Yahoo appears to have adopted a policy of putting its acquisitions to good use, with the announcement of Yahoo Web Analytics. Labeled a "business site analytics tool," the beta version of Yahoo Web Analytics reveals a clear initial focus for business and business Web sites, and some of its tools could put rivals like Google in the dark.
Yahoo Web Analytics arises as a result of its acquisition of IndexTools, a provider of analytics software for the Web aimed at online marketing. With this quick turnaround, even though it's a private beta for Yahoo's 150,000 client company Web sites, it is clear that Yahoo is scrambling to gain share in a market where it could be said to be stagnant a few years ago .
Yahoo's decision to buy IndexTools and the tools that Yahoo Web Analytics will include screams how much the company wants to take over the market. Specifically, Yahoo Web Analytics boasts of offering “near real-time” visualization and aggregation of information, something that, if true, would be a great advantage over the typical 8-12 hours lag of Google Analytics.
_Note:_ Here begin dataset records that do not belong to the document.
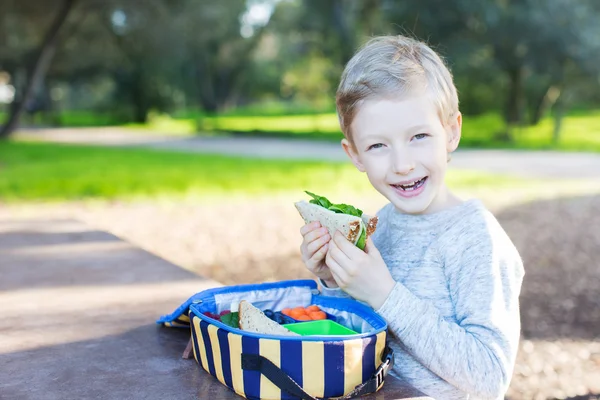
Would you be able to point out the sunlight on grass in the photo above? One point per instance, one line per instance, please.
(49, 172)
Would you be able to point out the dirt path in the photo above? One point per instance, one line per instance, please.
(558, 239)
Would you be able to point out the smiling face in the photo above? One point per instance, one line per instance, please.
(403, 147)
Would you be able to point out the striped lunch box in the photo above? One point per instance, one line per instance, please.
(286, 367)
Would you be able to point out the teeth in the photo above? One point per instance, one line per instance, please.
(410, 186)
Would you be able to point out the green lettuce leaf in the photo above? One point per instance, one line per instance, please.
(338, 208)
(231, 319)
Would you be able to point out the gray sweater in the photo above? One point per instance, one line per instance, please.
(453, 314)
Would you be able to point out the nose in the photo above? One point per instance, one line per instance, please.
(402, 162)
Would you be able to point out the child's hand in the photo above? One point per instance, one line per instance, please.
(361, 274)
(314, 248)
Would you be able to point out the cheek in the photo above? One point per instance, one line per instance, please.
(376, 167)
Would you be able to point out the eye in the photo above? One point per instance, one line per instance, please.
(375, 146)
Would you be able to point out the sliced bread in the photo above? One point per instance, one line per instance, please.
(254, 320)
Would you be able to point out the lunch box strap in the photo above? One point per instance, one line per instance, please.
(256, 362)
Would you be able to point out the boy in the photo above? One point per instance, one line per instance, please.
(441, 271)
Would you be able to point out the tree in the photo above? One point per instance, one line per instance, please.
(39, 66)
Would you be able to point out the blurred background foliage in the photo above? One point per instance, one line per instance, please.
(192, 66)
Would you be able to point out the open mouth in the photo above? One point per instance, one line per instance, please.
(411, 186)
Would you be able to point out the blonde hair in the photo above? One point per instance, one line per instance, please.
(393, 66)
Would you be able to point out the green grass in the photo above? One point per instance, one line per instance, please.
(581, 132)
(52, 172)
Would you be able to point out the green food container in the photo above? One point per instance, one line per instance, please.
(324, 327)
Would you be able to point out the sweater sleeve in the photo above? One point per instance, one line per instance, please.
(475, 352)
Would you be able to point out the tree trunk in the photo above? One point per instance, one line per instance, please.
(39, 67)
(559, 112)
(544, 103)
(514, 105)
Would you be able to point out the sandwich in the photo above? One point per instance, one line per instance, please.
(349, 220)
(254, 320)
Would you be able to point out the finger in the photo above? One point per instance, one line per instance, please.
(335, 268)
(339, 256)
(319, 254)
(348, 248)
(316, 244)
(310, 227)
(315, 235)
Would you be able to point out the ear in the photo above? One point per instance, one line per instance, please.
(454, 129)
(349, 149)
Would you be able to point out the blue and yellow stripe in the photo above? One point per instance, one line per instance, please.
(321, 368)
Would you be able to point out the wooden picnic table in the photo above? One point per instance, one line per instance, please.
(77, 312)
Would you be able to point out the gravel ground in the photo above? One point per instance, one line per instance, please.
(235, 242)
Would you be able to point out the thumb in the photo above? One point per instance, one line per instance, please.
(370, 247)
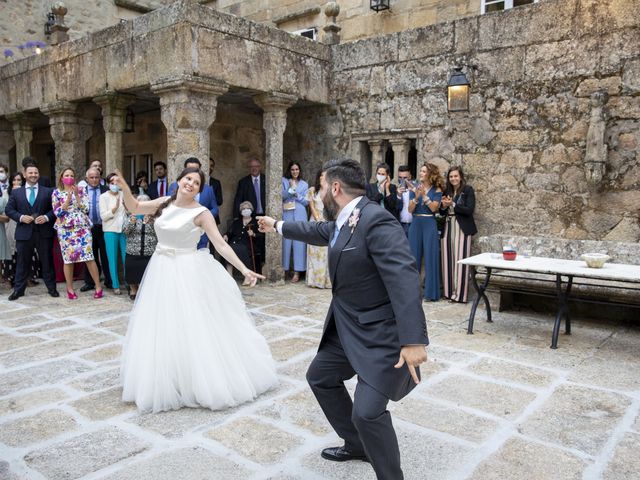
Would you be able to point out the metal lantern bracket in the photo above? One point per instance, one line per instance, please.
(379, 5)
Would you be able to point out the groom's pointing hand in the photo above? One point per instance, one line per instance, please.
(413, 356)
(266, 224)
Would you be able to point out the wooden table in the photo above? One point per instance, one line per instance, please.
(559, 268)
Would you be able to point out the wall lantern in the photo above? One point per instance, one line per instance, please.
(129, 126)
(458, 91)
(379, 5)
(51, 20)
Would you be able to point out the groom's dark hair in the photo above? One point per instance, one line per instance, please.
(348, 172)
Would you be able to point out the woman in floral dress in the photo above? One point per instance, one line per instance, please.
(71, 207)
(317, 257)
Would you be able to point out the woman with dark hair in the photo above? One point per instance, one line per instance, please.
(423, 233)
(458, 203)
(141, 185)
(294, 206)
(243, 237)
(190, 341)
(112, 213)
(317, 257)
(382, 191)
(71, 208)
(141, 243)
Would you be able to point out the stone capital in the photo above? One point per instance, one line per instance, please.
(275, 102)
(111, 102)
(21, 120)
(399, 142)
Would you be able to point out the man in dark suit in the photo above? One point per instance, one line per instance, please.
(252, 189)
(160, 186)
(206, 198)
(94, 189)
(30, 207)
(217, 187)
(375, 327)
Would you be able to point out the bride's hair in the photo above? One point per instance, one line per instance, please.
(184, 172)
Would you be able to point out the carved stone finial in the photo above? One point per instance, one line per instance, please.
(331, 29)
(59, 29)
(595, 158)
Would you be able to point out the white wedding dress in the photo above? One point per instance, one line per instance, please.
(190, 340)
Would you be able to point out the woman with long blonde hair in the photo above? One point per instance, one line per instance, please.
(423, 233)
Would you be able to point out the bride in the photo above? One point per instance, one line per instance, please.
(190, 340)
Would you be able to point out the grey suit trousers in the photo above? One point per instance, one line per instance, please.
(364, 424)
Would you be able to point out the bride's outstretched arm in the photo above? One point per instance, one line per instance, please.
(132, 204)
(206, 221)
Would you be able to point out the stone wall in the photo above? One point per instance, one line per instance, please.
(523, 143)
(356, 18)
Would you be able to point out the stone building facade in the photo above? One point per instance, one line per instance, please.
(551, 142)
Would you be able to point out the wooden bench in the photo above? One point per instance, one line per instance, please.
(559, 269)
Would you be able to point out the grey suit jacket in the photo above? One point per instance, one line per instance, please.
(376, 304)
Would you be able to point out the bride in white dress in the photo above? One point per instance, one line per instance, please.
(190, 340)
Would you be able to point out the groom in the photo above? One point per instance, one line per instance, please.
(375, 327)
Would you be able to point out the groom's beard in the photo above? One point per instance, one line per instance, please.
(331, 207)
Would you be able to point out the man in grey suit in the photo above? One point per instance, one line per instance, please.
(375, 327)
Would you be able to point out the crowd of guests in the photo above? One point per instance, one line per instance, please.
(91, 226)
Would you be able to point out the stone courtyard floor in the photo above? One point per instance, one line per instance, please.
(496, 405)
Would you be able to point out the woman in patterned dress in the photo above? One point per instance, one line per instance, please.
(317, 257)
(458, 203)
(71, 207)
(423, 233)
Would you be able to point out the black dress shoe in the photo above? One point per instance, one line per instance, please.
(15, 295)
(340, 454)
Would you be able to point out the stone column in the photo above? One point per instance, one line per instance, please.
(378, 150)
(188, 109)
(70, 134)
(114, 110)
(7, 141)
(274, 122)
(22, 134)
(400, 148)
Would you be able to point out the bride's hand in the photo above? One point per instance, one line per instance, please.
(252, 277)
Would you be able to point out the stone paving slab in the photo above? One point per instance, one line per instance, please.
(496, 404)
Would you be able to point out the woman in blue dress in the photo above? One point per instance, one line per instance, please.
(294, 208)
(423, 233)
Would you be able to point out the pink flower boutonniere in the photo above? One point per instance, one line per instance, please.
(353, 219)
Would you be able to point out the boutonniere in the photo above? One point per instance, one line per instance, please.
(353, 219)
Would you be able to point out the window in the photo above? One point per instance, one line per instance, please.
(310, 33)
(497, 5)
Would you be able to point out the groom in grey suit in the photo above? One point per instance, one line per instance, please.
(375, 327)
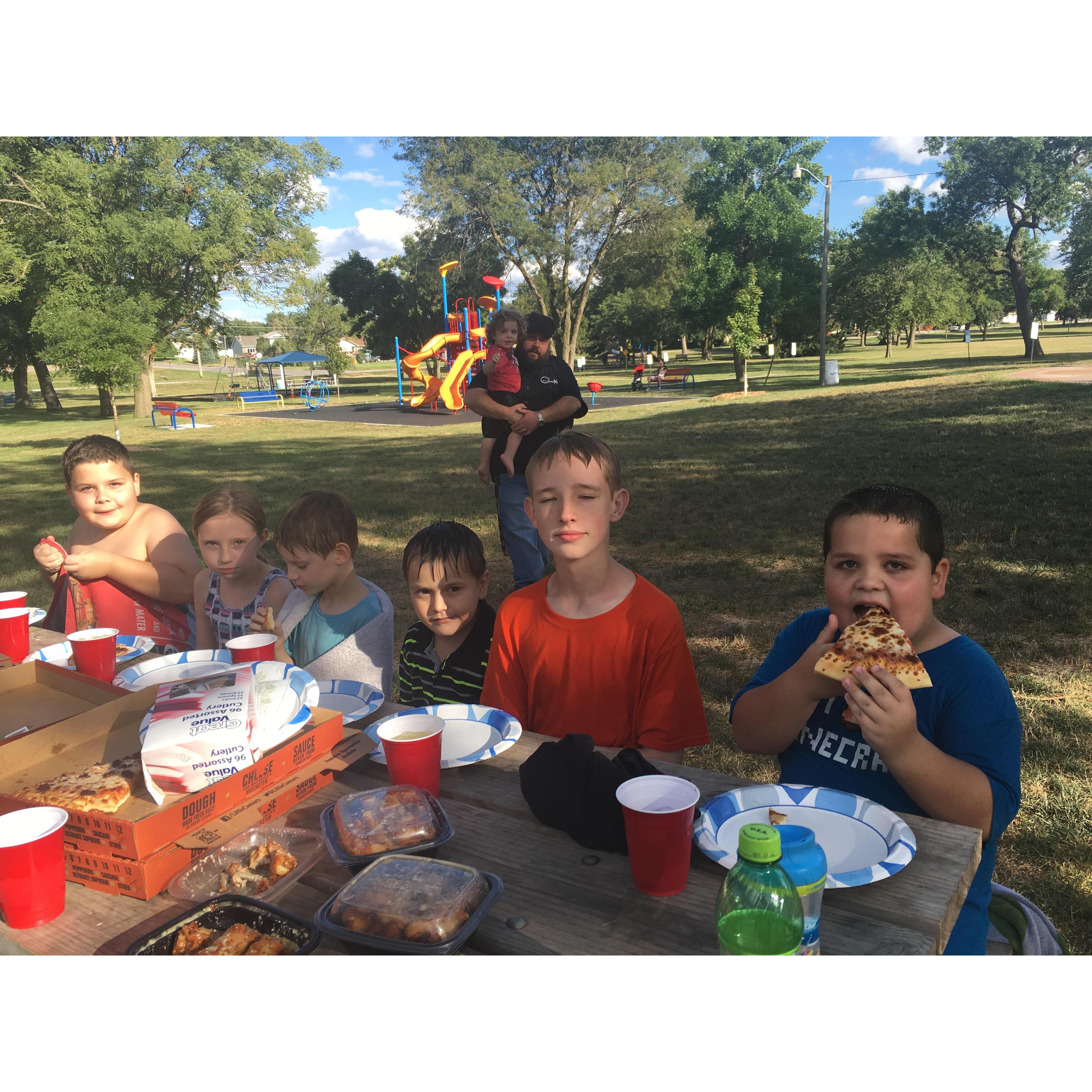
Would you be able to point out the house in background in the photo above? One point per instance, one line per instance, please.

In addition to faster insights, Yahoo will provide all the raw data, rather than a periodic grouping of items, such as total page visitors. This access to data becomes quite significant with Yahoo's promise to present an API soon, another Google Analytics tool that cannot match, at least for now. This API will allow developers to access data and do things like group popular content, compare with other data sets, or export to back up or move information to another system.
However, as Yahoo's main rival in the field of free analytics, Google is unlikely not to respond to this challenge, especially since Yahoo now offers an attractive combination of hosting and analytics. If Yahoo wants to gain ground in this field, it must act quickly and open its beta to the rest of the market. Perhaps more importantly, you will need to provide the API to developers before Google offers an equivalent and customers lose the temptation to switch.